Discussions

LDAP help for a newbie

+
0 Votes
Locked

LDAP help for a newbie

MetalFR0
I have a Server 2008 R2-based AD domain, and I'm trying to get LDAP set up so I can have some level of additional authentication against my Cisco ASA for SSL-based VPN connections. Effectively, what the ASA platform (running 8.2) will allow me to do is to lock down a particular SSL VPN group policy to a specific user or user group. Thus, my IT-specific SSL group would only be available for the IT-specific AD user group I want to assign to it. Currently, anyone w/ SSL VPN rights can log in to any SSL VPN group, though obviously the standard user wouldn't have rights to log in to most resources.
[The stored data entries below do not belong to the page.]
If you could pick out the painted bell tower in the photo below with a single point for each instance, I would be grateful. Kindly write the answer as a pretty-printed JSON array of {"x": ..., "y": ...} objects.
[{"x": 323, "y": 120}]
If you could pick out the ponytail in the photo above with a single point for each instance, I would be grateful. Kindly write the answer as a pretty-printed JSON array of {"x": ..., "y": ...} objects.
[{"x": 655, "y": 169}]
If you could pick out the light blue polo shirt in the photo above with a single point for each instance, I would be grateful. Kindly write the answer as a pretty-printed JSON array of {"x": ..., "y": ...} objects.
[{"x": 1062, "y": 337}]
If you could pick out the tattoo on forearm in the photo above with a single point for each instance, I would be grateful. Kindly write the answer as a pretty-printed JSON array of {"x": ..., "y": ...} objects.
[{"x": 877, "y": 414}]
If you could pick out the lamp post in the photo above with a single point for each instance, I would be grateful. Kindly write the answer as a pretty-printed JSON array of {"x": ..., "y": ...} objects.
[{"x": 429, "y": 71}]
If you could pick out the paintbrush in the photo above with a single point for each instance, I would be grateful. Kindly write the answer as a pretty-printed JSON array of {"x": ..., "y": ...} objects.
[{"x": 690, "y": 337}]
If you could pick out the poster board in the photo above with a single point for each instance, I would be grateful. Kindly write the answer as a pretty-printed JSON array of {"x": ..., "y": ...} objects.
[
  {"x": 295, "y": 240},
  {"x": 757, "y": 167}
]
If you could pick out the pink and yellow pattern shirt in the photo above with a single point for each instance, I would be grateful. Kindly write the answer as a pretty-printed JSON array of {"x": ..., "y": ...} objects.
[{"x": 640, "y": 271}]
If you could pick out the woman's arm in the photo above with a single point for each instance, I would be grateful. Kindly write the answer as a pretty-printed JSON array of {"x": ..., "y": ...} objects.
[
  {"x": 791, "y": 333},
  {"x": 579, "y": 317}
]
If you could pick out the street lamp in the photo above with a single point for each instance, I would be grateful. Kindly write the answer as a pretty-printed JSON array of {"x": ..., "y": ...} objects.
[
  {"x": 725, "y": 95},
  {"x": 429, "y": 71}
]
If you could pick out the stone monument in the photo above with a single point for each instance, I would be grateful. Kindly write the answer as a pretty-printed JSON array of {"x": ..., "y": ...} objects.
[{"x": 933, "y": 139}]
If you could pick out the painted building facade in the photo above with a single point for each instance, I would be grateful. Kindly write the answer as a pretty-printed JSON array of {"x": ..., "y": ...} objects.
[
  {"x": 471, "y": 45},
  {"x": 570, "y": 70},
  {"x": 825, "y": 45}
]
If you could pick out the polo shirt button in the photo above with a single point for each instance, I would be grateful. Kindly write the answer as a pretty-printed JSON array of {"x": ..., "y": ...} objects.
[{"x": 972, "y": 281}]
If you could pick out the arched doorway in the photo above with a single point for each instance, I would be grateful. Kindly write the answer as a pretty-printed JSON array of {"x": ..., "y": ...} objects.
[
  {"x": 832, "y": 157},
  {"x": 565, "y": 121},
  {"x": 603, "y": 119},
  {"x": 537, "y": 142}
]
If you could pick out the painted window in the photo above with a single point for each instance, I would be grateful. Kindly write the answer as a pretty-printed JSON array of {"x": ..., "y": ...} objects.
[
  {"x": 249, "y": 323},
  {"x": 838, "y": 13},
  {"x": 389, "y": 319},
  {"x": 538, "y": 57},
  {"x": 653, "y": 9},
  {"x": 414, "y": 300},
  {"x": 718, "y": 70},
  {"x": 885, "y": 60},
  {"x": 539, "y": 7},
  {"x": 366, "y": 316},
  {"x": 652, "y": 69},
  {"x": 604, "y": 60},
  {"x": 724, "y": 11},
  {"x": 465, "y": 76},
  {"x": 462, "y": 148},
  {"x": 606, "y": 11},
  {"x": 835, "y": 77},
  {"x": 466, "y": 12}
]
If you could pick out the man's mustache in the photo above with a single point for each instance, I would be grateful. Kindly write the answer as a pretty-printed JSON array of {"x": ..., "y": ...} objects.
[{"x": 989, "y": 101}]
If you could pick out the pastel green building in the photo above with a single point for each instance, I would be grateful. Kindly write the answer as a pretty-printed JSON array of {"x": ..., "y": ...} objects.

But the fact that they could log in & see those resources is still disconcerting.

So here's my issue - I've never messed w/ LDAP before because in all the years I've been working w/ Windows AD/NT services, I've never had occasion to. Thus, I don't have much knowledge in this area. I've got my Lightweight Directory Services set up and it all looks good from my perspective, but when I try to authenticate against it I keep getting 'Invalid Credentials' showing up. I created a specific user account underneath the 'Administrative' OU in my AD environment, initially a standard Domain User account, then an Administrator, then finally a Domain Admin for testing purposes, but to no avail. I'm not sure what I'm missing, or what I've misconfigured, if anything. Cisco suggested using the Softerra LDAP Administrator for testing purposes, which I'm using now, but it's giving me the same result.

I guess my question is, has anyone else tried this kind of integration, and if so, can anyone offer any advice or direction? Or if not, does anyone know of some really good, easy to understand resources on LDAP specific to 2008 R2?